The PSDI launched a funding call in 2025 for short-term pilot studies aimed at developing innovative, data related resources for the physical sciences community. These projects were selected for their ability to produce tangible outputs: specifically new services or tools, and their commitment to community engagement and research transparency. The following partners represent the successful applicants from this call, each contributing unique digital research objects that will be integrated into the growing PSDI ecosystem.
Queen’s University Belfast
Project Lead
Dr Josh J Bailey
Project Title: Open-source repositories for flow battery data to improve reproducibility and validate simulations.
Project Outputs: Creation of two open-source GitHub repositories for experimental flow battery data and numerical/analytical models. It also includes Python-based data import, curation, and analysis tools.
Project Details
- Partners: Massachusetts Institute of Technology, Friedrich Schiller University Jena, and University College Dublin.
- Overview: This project develops an open-source hub to manage large datasets from an international interlaboratory flow battery testing campaign involving over 20 global institutions. The goal is to assess the replicability of electrochemical results and provide computational researchers with experimentally derived datasets for model validation.
University of Cambridge
Project Lead
Prof. Jacqueline Cole
Project Title: Creating a language model tailored for the magnetic materials domain
Project Outputs: A magnetic-materials-domain specific language model and codebase. These will be made available via the PSDI platform and the Henry Royce Institute’s Digital Materials Foundry.
Project Details
Overview: This project focuses on delivering a “small,” energy-sustainable language model fine-tuned for conversational AI. It allows the PSDI community to ask broad and accurate questions about magnetic applications, bypassing the need to manually trawl through scientific literature and accelerating materials discovery.
Heriot-Watt University
Project Lead
Prof. Susana Garcia
Project Title: The MOFevaluator: AI-Driven Holistic Assessment of Metal-Organic Frameworks for Carbon Capture and Beyond
Project Outputs: A web interface for the MOFevaluator and a database containing MOF properties and key performance indicators for different capture processes.
Project Details
- Partners: EPFL – Ecole Polytechnique Fédérale de Lausanne.

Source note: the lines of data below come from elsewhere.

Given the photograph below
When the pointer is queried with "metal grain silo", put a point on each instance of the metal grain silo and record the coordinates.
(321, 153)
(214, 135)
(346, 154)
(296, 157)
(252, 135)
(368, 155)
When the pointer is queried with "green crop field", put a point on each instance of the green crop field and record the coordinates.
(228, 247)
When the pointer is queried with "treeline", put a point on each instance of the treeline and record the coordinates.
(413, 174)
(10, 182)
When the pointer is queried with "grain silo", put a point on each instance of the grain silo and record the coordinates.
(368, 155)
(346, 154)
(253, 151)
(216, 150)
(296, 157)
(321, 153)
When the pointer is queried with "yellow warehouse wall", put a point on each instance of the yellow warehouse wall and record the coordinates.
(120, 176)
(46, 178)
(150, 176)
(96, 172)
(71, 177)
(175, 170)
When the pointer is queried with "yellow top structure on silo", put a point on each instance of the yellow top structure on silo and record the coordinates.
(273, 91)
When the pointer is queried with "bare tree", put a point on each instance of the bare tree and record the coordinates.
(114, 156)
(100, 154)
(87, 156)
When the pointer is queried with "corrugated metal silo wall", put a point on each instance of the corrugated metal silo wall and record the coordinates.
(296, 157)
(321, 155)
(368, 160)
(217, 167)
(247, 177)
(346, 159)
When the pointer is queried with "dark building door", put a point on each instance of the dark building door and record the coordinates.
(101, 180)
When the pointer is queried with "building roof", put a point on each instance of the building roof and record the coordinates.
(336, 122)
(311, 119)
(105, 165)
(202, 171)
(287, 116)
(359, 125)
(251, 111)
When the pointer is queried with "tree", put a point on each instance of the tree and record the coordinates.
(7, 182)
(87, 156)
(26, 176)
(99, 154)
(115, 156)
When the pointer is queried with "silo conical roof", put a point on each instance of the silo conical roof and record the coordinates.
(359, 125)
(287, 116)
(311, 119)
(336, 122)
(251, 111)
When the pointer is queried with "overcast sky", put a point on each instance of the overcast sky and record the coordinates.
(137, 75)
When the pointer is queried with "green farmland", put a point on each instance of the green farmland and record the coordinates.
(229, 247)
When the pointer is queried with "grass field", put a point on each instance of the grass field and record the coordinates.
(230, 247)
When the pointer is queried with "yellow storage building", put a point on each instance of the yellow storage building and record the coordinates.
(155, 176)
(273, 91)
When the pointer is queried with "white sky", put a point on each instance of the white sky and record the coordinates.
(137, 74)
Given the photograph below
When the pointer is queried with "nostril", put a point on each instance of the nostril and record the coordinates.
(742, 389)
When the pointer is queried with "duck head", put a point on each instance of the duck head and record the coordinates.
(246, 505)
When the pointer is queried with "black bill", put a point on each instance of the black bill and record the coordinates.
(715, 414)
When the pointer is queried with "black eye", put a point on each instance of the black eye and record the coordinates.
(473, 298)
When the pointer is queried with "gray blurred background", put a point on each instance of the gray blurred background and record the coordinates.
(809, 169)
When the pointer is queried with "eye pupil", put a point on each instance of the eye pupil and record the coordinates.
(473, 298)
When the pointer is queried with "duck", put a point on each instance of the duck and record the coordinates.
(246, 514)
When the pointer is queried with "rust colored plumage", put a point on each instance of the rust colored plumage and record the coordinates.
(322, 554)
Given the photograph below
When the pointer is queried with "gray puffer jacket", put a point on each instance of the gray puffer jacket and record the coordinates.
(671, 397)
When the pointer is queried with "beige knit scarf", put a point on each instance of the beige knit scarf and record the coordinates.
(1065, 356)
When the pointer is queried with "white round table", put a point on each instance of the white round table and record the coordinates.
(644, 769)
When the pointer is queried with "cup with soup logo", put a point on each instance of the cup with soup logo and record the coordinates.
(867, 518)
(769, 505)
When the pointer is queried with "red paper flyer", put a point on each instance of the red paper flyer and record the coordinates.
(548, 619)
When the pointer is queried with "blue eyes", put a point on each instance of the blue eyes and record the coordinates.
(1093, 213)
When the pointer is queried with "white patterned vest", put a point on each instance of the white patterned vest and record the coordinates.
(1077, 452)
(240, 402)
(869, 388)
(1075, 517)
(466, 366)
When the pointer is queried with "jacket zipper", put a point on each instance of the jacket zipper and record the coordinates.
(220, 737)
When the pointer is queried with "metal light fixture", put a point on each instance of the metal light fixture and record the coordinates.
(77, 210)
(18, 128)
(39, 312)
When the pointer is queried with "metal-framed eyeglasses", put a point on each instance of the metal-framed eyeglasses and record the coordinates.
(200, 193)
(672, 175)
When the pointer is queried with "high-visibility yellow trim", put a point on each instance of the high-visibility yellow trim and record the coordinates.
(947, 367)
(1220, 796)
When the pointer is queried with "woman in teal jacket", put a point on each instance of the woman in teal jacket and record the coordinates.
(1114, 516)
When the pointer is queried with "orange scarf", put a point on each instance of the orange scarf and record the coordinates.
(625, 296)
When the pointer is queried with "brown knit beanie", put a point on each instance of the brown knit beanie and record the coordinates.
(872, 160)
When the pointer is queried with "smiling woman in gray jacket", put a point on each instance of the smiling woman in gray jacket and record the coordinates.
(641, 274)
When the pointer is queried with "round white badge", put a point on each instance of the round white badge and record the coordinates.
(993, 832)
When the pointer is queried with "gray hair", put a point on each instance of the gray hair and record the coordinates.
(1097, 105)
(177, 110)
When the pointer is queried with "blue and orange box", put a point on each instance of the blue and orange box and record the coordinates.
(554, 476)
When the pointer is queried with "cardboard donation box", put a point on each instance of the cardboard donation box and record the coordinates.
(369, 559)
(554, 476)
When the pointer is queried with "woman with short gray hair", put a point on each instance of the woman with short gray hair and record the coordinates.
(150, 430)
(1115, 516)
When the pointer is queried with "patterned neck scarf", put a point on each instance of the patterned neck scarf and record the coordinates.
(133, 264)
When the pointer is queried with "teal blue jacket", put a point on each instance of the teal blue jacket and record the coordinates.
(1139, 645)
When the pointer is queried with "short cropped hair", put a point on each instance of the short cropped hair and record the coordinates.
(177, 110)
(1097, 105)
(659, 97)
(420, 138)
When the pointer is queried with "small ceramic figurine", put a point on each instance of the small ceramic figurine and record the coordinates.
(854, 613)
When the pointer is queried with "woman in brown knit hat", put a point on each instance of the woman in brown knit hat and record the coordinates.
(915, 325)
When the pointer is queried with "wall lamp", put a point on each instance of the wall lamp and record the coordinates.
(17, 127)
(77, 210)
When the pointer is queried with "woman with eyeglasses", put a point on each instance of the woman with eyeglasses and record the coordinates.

- Overview: With millions of potential Metal-Organic Frameworks (MOFs) available, traditional brute-force screening is no longer feasible. This project develops an AI-driven “digital twin” of the PrISMa platform to provide a holistic evaluation of MOFs, allowing synthetic chemists to upload crystal structures and receive rapid performance assessments for carbon capture applications.
University of Bath
Project Lead
Dr Elizaveta Suturina
Project Title: SimpNMR_data – A curated database of analysed solution paramagnetic NMR spectra and associated ab initio calculations
Project Outputs: A dataset repository for experimental and simulated paramagnetic NMR (pNMR) data and a website hosting the SimpNMR software and training materials.
Project Details
Overview: Interpreting pNMR spectra is often difficult due to the large and variable contributions from unpaired electrons. This project aims to make pNMR as accessible as standard diamagnetic NMR by creating a curated database that links experimental results with ab initio calculations, supported by workshops and video tutorials for the scientific community.
University of Strathclyde
Project Lead
Dr Tahereh Nematiaram
Project Title: BenchmarkSet-500: High-Accuracy Excited-State Reference Data for Organic Semiconductors
Project Outputs: A FAIR-compliant benchmark dataset of 500 organic semiconductor molecules and modular, reproducible computational workflows for calculations.
Project Details
Overview: Standard computational methods often struggle to accurately model excited states in complex organic semiconductors. This project addresses this by applying high-level multireference methods to create a “gold standard” reference dataset, supporting the validation of computational methods and the training of next-generation machine learning models.
University of Warwick
Project Lead
Prof. James Kermode
Project Title: Universal Hyper Active Learning: A Data Pipeline to Accelerate Materials Discovery
Project Outputs: The ase-uhal Python package, which serves as a plugin for the Atomic Software Environment (ASE), alongside documentation, tutorials, and benchmark applications for realistic materials.
Project Details
Overview: Designing training datasets for machine learning interatomic potentials (MLIPs) is often a burdensome, multi-year process. This project creates an automated “Universal Hyper Active Learning” (uHAL) pipeline that allows researchers to quickly generate and evaluate datasets for fine-tuning foundation models, providing quantitative accuracy for materials discovery at a fraction of the traditional computational cost.
University of Southampton
Project Lead
Dr Sergio Vernuccio
Project Title: ORKIM: An Open Repository for Kinetic Models of Reacting Systems
Project Outputs: The ORKIM standardised kinetic model repository and a Python-based open-source tool for plug flow reactor simulations.
Project Details
Overview: As kinetic models grow in size and complexity, they become harder to reproduce and share without errors. This project establishes a centralised, community-endorsed repository to archive and retrieve detailed kinetic models and associated parameters, streamlining workflows and ensuring models are directly applicable to chemical reactor simulations.